- Born: July 31, 1919 Talavera de la Reina, Toledo, Spain
- Died: June 29, 2005 (aged 85) Madrid, Spain
- Occupation: Poet
- Notable work: Poemas del toro (1943)
- Awards: Premio Nacional de Literatura (1954)

= Rafael Morales (poet) =

Spanish poet

Rafael Morales Casas (31 July 1919 - 29 June 2005) was a Spanish poet.

He was a prominent poet in Spain. He is thought of as "One of the most often read and reprinted Spanish poets of the twentieth century."

He was born in Talavera de la Reina in the province of Toledo, and studied in Madrid and Coimbra.
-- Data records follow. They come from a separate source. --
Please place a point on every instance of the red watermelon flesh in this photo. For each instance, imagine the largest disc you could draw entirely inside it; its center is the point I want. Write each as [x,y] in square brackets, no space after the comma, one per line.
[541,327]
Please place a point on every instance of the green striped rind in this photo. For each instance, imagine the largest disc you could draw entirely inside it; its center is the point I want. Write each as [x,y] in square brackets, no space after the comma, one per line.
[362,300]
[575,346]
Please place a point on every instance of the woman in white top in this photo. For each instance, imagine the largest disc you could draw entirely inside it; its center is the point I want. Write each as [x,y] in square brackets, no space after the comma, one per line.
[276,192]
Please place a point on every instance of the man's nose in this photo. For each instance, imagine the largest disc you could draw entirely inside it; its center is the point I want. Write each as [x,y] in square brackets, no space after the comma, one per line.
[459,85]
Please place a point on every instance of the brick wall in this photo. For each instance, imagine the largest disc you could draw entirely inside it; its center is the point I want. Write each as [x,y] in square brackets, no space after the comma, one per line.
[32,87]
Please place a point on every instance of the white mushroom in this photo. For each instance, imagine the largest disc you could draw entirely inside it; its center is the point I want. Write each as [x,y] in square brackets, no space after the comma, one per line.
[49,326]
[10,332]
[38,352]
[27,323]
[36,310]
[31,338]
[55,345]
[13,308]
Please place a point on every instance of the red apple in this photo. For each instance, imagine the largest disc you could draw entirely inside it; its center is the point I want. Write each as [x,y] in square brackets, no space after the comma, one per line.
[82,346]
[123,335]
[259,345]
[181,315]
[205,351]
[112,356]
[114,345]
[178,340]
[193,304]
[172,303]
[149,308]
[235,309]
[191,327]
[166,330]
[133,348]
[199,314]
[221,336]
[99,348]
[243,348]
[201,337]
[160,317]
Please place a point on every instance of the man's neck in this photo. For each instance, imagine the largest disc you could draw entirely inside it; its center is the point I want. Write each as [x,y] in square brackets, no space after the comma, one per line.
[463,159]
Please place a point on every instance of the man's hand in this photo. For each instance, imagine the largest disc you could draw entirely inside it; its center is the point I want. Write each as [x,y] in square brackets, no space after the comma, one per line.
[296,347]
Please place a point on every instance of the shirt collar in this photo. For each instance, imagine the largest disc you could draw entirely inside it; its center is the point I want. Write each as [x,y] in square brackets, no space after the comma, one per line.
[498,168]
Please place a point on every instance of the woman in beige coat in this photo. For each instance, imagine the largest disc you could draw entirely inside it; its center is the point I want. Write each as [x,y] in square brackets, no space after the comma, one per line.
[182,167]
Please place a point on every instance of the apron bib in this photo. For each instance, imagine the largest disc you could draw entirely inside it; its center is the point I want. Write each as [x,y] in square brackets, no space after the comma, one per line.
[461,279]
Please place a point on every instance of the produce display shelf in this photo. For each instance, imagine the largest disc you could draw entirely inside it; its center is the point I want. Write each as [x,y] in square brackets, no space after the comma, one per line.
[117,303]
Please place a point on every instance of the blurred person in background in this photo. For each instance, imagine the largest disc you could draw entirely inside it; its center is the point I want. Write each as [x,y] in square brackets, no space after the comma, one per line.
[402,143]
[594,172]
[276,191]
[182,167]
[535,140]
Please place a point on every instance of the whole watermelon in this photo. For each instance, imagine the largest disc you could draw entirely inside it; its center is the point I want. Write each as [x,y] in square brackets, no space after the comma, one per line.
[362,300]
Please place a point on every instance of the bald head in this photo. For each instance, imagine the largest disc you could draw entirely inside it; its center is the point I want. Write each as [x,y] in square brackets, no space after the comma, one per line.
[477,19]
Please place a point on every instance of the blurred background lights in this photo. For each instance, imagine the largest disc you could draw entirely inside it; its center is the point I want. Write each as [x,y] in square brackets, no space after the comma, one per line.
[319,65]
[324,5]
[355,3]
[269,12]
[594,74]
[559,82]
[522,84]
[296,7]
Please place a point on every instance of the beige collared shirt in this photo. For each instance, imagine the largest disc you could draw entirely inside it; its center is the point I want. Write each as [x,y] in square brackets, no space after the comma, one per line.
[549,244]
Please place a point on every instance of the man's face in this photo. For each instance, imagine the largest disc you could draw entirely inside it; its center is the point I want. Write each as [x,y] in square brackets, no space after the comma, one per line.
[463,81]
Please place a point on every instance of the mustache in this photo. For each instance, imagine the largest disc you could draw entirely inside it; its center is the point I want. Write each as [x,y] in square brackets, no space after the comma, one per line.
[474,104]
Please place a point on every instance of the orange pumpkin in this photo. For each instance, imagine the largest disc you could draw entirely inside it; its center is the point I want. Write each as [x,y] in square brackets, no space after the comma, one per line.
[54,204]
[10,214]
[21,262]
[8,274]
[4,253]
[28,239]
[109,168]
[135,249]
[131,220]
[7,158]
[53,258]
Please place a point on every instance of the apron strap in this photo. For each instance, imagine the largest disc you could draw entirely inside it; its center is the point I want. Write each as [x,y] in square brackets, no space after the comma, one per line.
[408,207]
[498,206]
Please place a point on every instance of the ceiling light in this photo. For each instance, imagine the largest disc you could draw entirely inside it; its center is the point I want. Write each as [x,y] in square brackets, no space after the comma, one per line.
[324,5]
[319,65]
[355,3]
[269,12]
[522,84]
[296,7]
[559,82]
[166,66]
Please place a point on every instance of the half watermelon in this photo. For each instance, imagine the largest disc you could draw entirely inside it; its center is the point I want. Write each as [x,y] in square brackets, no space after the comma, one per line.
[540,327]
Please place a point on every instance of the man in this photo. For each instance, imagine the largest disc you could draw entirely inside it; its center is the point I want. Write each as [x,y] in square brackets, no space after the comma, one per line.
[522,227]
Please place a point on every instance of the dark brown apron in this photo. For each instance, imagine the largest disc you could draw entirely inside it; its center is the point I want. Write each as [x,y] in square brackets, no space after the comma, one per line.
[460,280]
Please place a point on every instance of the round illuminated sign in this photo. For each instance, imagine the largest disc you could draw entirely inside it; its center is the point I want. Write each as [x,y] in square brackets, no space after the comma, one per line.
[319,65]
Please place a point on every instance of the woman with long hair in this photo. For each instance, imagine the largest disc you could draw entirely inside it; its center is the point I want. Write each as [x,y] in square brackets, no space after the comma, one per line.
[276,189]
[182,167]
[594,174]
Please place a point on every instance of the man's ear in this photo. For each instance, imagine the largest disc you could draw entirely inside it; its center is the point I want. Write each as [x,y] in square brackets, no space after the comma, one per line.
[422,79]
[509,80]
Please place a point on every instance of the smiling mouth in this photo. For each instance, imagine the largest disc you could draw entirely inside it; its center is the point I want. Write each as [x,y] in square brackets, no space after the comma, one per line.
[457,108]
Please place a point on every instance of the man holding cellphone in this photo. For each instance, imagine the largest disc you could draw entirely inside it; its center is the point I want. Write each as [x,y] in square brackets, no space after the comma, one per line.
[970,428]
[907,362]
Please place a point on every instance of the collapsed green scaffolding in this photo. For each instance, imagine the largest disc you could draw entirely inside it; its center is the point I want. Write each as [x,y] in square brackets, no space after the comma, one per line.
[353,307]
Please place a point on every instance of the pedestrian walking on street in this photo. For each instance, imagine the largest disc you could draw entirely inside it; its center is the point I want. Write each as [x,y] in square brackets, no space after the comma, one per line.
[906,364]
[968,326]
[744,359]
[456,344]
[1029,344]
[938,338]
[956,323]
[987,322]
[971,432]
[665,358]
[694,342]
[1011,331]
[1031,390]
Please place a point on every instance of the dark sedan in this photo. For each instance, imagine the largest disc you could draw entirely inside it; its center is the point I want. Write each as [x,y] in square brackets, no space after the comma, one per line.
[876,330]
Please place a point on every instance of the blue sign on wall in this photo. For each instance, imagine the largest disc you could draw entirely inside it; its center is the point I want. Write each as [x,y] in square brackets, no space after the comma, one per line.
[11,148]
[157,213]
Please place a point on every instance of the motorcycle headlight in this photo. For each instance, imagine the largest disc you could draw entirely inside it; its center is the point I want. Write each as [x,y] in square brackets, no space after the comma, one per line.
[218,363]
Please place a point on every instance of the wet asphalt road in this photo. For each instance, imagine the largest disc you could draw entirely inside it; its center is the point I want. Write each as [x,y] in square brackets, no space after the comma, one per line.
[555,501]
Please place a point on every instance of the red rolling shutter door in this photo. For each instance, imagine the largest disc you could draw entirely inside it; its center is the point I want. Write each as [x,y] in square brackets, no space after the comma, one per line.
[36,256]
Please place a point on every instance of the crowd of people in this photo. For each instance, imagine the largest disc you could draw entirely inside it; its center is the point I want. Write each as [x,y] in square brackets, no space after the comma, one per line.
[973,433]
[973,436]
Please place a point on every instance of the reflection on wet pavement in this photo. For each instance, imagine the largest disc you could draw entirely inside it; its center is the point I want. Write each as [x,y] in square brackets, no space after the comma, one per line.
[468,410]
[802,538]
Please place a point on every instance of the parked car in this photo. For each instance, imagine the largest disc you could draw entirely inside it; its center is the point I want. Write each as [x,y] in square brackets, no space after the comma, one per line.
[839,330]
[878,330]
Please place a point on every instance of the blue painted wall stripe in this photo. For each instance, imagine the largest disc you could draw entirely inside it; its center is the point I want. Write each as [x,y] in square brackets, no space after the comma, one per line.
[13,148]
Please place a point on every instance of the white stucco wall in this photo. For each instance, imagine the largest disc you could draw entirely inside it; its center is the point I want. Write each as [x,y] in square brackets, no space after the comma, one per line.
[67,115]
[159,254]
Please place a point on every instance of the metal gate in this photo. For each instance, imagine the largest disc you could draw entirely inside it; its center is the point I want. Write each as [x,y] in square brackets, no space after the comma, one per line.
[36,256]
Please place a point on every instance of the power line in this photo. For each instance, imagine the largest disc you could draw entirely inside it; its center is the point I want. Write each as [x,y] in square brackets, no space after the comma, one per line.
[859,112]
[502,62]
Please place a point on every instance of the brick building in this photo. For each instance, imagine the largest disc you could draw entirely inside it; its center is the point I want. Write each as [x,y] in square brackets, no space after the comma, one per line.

Among his best-known work is the 1943 collection Poemas del toro, his first book of poetry, which he said made his prestige "great and sudden," respected by poet Vicente Aleixandre of Spain, who won the Nobel Prize.

He was a professor at the University of Madrid.

==Works==
- Poemas del toro, M., Col. Adonais, 1943.
- El corazón y la tierra, Valladolid, Halcón, 1946.
- Los desterrados, M., Col. Adonais, 1947.
- Poemas del toro y otros versos, M., Afrodisio Aguado, 1949 (Prólogo de José María de Cossío).
- Canción sobre el asfalto, M., Los Poetas, 1954 (Premio Nacional de Literatura).
- Antología y pequeña historia de mis versos, M., Escelicer, 1958.
- La máscara y los dientes, M., Prensa Española, 1962.
- Poesías completas, M., Giner, 1967.
- La rueda y el viento, Salamanca, Álamo, 1971.
- Obra poética (1943-1981), M., Espasa-Calpe, 1982 (Con el libro inédito Prado de Serpientes. Prólogo de Claudio Rodríguez).
- Entre tantos adioses, Melilla, Rusadir, 1993.
- Obra poética completa (1943-1999), M., Calambur, 1999.
- Poemas de la luz y la palabra (2003).